O Simpósio realizado em Coimbra a 28 e 29 de janeiro, juntamente com outras encontros pessoais, institucionais e informais são parte integrante deste percurso estruturado de reflexão, aprofundamento e diálogo que nos possa conduzir a uma melhor prática educativa. Deste modo, estamos convictos que contribuímos para o cuidado pastoral das pessoas, muito animados pelas luminosas palavras do Papa Francisco: “Eu distingo sempre o que é a pastoral com as pessoas que têm orientação sexual diversa do que é a ideologia do género. São duas coisas distintas. A ideologia do género, neste momento, é das colonizações ideológicas mais perigosas. Vai muito para além da sexualidade. Porque é perigosa?
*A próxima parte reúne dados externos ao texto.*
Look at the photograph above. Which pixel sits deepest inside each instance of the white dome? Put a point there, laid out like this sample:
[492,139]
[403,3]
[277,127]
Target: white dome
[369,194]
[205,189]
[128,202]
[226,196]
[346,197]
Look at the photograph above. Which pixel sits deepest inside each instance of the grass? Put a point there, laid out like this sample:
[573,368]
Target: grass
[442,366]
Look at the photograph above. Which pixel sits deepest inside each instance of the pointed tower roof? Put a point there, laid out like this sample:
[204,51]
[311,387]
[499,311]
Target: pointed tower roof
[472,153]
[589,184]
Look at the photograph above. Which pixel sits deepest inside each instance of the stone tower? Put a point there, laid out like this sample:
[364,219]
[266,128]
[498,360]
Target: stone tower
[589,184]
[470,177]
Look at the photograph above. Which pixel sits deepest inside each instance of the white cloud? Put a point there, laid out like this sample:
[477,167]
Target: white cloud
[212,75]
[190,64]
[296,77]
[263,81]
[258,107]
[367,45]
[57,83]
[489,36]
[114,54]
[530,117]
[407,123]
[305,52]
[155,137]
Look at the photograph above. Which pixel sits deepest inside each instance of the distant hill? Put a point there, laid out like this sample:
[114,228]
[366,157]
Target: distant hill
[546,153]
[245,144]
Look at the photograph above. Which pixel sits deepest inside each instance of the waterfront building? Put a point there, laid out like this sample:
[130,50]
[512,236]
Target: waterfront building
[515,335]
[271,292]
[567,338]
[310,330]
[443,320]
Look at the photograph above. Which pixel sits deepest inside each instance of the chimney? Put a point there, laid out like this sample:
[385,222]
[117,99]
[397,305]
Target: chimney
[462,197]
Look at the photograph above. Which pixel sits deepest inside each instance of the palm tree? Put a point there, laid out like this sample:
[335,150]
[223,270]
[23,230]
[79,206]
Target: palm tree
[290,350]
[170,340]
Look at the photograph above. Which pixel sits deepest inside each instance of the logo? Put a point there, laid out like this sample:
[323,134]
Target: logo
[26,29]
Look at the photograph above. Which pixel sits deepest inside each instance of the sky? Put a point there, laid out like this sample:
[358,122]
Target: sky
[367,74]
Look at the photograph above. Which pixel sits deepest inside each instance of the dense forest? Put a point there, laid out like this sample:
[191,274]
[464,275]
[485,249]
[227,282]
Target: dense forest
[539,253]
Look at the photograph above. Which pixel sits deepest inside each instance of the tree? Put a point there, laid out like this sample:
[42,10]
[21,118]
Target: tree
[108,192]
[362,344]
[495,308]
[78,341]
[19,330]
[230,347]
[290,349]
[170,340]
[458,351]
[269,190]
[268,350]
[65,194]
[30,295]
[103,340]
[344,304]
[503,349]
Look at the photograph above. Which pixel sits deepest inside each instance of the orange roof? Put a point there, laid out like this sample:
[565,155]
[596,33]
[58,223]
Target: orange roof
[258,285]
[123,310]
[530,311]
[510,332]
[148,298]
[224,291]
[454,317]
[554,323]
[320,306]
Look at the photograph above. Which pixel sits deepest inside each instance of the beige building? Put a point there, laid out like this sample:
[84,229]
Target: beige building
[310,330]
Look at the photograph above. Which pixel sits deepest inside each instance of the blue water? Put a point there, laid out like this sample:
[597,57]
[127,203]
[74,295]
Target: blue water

Porque dilui as diferenças, e a riqueza dos homens e das mulheres e de toda a humanidade é a tensão das diferenças. É crescer através da tensão das diferenças. A questão do género vai diluindo as diferenças e fazendo um mundo igual, sem nuances, tudo igual. E isso vai contra a vocação humana”[2]


[1]  Papa Francisco, Fratelli tutti, 211.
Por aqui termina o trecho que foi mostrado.